Intel® Hyperflex™ Architecture High-Performance Design Handbook

ID 683353
Date 12/08/2023
Public
Document Table of Contents

2.1.1.2. Speed and Latency

The following table illustrates the rate of growth for various types of circuits as the bus width increases. The circuit functions interleave with big O notations of area as a function of bus width, starting at sub-linear with log(N), to super-linear with N*N.
Table 2.  Effect of Bus Width on Area
  Circuit Function
Bus Width (N) log N Mux ripple add N*log N barrel shift Crossbar N*N
16 4 5 16 64 64 80 256
32 5 11 32 160 160 352 1024
64 6 21 64 384 384 1344 4096
128 7 43 128 896 896 5504 16384
256 8 85 256 2048 2048 21760 65536

Typically, circuit components use more than 2X the area as the bus width doubles. For a simple circuit like a mux, the area grows sub-linearly as the bus width increases. Cutting the bus width of a mux in half provides slightly worse than linear area benefit. A ripple adder grows linearly as the bus width increases.

More complex circuits, like barrel shifters and crossbars, grow super-linearly as bus width increases. If you cut the bus width of a barrel shifter, crossbar, or other complex circuit in half, the area benefit can be significantly better than half, approaching quadratic rates. For components in which all inputs affect all outputs, increasing the bus width can cause quadratic growth. The expectation is then that, if you take advantage of speed-up to work on half-width buses, you generate a design with less than half the original area.

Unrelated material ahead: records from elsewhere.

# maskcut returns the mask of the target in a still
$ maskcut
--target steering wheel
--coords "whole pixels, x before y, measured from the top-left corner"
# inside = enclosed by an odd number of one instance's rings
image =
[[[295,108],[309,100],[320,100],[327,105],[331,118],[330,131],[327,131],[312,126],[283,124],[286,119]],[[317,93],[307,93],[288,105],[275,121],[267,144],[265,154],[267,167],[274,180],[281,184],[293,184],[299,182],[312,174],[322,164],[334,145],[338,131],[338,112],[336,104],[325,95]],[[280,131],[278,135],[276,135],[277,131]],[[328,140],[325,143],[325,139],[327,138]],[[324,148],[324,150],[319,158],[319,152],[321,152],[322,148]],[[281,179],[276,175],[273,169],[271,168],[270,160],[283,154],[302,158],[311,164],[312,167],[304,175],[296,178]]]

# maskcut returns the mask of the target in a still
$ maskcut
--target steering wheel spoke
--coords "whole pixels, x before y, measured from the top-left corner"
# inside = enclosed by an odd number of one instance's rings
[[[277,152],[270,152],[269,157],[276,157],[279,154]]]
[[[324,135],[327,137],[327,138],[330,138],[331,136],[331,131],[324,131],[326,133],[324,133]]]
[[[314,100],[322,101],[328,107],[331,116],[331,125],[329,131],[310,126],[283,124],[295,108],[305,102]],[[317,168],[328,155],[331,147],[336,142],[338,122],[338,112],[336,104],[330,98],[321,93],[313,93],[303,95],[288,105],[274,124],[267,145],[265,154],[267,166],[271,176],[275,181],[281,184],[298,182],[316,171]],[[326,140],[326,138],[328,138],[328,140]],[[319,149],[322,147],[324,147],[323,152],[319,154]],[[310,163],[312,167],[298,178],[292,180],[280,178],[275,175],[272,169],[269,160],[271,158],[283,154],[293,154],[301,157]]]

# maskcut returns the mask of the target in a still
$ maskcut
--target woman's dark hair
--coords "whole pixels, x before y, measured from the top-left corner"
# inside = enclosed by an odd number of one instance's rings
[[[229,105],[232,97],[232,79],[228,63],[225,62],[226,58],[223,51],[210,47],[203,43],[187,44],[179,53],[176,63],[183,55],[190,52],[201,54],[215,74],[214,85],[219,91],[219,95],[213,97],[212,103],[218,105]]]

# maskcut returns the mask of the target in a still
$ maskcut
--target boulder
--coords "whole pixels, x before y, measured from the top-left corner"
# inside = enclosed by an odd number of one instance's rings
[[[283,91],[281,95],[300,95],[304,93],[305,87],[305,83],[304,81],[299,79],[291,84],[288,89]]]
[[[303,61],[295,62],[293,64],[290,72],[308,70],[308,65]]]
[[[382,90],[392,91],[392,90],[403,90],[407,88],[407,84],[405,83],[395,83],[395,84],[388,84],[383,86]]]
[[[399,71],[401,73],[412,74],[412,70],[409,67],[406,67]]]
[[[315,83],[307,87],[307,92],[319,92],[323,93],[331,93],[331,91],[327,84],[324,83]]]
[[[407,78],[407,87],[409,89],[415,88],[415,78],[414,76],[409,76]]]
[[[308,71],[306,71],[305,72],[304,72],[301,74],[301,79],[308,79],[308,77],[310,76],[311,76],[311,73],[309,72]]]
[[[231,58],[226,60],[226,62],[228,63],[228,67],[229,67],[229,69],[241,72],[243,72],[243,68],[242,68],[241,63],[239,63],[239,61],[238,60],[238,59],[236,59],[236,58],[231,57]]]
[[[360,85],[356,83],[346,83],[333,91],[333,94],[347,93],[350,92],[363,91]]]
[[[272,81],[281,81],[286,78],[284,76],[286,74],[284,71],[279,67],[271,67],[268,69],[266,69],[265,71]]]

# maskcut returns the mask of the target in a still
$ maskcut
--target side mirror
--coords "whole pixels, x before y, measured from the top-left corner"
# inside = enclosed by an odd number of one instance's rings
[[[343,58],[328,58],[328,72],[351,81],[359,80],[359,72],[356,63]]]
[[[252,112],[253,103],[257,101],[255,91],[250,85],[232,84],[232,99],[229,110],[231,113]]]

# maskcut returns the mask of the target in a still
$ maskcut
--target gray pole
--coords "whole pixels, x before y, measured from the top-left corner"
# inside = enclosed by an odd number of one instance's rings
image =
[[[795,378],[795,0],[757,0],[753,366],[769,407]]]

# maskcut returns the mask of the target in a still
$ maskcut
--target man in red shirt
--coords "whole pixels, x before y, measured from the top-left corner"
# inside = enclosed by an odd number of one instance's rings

When working with streaming datapaths, the number of registers is a fair approximation of the latency of the pipeline in bits. Reducing the width by half creates the opportunity to double the number of pipeline stages, without negatively impacting latency. This higher performance generally requires significantly less than double the amount of additional registering to create a latency profit.